Your favorite Korean celebrities and their entertainment companies do.
South Korea, though a global phenomenon when it comes to pop culture production, is a relatively small market. With just 50 million people, there’s only so much money you can make as a pop star in Korea.
Meanwhile, China has 1.4 billion people. Out of those 1.4 billion, about 56%, or 784 million, live in urban cities. Say you’re a Kpop star and you’ve got a new movie coming out in China. If you can get just 1% of those 784 million urban-dwelling Chinese people to pay approximately $8 to go see your movie, you’re looking at more than $62 million USD in box office revenue. For companies like SM Entertainment, who just had not one but two artists (Chanyeol and Seohyun) star in a Chinese movie, going after that kind of box office money is a no-brainer.
Then of course, there’s the JYP example. When China threatened to ban all JYP artists from promoting in China because of Tzuyu‘s Taiwanese flag, the company forced the poor girl into recording an apology video in which she meekly professes “There is only one China, China and Taiwan are one.” The video is more than a little pitiful, and it’s clear that Tzuyu is being helplessly forced to read a script written with the sole intention of appeasing Chinese anger. JYP made her do this because they were that scared of being cut off from the Chinese market.
Then you have your groups like EXO, Cosmic Girls, and JJCC that were assembled for the sole purpose of breaking into the Chinese market. Though the groups (especially EXO) have found success in Korea, they were formulaicly created to succeed in China via the inclusion of Chinese members, and should these political tensions continue to escalate, so could potentially the strain on the members’ relationships. Not to mention the fact that should the ban actually be enforced, the millions of dollars that these entertainment companies invested into breaking into the Chinese market go right down the drain.

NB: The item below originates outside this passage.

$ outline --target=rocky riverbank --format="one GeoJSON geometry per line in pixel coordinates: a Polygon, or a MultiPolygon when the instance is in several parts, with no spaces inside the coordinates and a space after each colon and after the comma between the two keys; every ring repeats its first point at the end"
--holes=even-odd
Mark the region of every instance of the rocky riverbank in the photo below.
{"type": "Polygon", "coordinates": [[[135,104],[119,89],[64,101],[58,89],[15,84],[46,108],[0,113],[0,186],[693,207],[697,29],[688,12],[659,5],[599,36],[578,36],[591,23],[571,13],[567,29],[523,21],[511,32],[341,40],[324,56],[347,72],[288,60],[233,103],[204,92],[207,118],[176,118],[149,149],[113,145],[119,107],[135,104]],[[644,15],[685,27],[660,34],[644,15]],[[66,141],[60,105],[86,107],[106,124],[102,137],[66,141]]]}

Korean entertainment companies and their artists make a great deal of money promoting in China. The market opportunity is vastly larger than that in Korea — in China, Kpop events sell more tickets, Kpop albums sell more copies, and dramas and movies with Korean stars get more viewers — so much so that even groups who never were or no longer are popular in Korea can still achieve massive financial success there.
While there is no official legal ban on Korean content yet, we will have to wait and see just how far the government will “limit” its importation and what effects it will have on the Korean music industry, which relies so heavily on China as a consistently profitable revenue stream. In this writer’s humble opinion, for China to completely ban the importation Korean pop culture would not be the death of the Kpop industry, but it would certainly wound it.